• Sarah Bacio

As COVID Limits Options, School-Based Dentists Fear Impact On Kids

Original article written by Jillian Forstadt for WSKG.



Most dentists in New York were able to fully reopen their practices last June, but those who work in school-based health centers are still waiting on state clearance to do the same. Bassett Healthcare Network’s school-based health centers (SBHCs) aim to make care more accessible for rural families by placing physicians’ and dentists’ offices directly in school buildings. Costs to families for services in these offices are covered by insurance providers and New York State. Bassett’s school-based health centers serve more than 7,100 students across 21 schools in rural counties, making it the largest rural program of its kind in the state.
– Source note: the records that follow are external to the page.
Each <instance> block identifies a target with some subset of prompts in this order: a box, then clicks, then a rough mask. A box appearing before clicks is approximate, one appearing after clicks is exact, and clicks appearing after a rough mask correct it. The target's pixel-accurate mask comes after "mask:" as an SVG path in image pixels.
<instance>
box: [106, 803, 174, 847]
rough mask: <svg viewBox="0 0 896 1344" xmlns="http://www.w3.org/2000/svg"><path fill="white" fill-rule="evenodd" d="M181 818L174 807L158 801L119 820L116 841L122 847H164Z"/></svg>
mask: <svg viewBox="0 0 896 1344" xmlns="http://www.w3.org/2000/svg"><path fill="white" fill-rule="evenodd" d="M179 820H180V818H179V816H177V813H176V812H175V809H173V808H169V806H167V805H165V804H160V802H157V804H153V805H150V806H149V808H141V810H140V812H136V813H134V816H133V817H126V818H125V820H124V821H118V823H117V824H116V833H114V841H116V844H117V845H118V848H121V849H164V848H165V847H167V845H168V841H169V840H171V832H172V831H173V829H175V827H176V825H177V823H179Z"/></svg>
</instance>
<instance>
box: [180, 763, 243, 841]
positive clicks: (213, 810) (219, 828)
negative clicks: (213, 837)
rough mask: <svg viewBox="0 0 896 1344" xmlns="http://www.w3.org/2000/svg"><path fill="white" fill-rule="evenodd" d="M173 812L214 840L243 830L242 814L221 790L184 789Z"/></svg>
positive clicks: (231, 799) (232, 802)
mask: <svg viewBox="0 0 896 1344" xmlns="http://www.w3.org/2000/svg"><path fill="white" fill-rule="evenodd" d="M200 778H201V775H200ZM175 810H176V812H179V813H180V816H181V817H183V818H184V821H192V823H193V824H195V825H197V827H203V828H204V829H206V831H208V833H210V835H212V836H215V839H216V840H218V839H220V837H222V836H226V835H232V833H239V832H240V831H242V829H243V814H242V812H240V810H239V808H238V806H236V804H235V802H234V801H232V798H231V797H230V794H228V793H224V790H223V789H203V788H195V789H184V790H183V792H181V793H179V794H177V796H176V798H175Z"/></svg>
Physicians and behavioral health workers have since returned to schools with a combination of in-person and telehealth visits, but New York State Department of Health guidance still in place from April prevents dentists from getting students back in their clinic.


Leah Carpenter, Bassett’s Chief of Dental Services, said the students she serves are among the least likely to be able to seek care elsewhere, and many lack dental insurance entirely. “Pre-COVID, there just weren’t a lot of dentists in the area accepting Medicaid and state insurances,” Dr. Carpenter said. “That’s only decreased with the COVID pandemic.” With the suspension of the program’s in-school dental care, convenient access to free services has become even more scarce. According to a national poll by the C.S. Mott Children’s Hospital, one-third of parents say the pandemic has made it harder for them to get their child dental care. Roughly 40% have avoided seeking dental care at all since the pandemic began, citing fear of COVID-19 exposure, office closures and cost.


Bassett’s staff adapted to the pandemic’s restrictions by helping families find dental care locally at one of the hospital network’s clinics and through video and phone calls, but that limits who’s seen and what dentists can do. “It’s through those outreach calls and those tele-dental visits that we are finding a lot of kids that are having acute issues because they’ve gone without regular preventative care for so long,” Dr. Carpenter said. Many of the students Dr. Carpenter has seen over telehealth in recent months are experiencing the familiar progression of tooth decay: pain and swelling that can lead to permanent tooth loss. Once the pain begins, Dr. Carpenter said it’s likely the tooth can no longer be saved.


The state’s guidance for school-based health centers, issued on April 2, 2020, asked staff to postpone all non-urgent dental care until further notice. As of Monday, Dr. Carpenter said no changes have been made since. “The school-based health centers, by and large, have remained open throughout the pandemic for medical care and mental health care,” Dr. Carpenter said. “Dental’s really been excluded because of this DOH guidance.” The NYS Department of Health did not return a request for comment.


Last week, Dr. Carpenter began setting up her site at Laurens Central School in Otsego County to resume urgent care. It’s a step in the right direction, but she fears that won’t address the root of the problem the way regular preventive care can. “Integrating oral health care with overall healthcare has been my charge,” Dr. Carpenter said. “I hate to see us sliding backward during this pandemic with our school-based population.”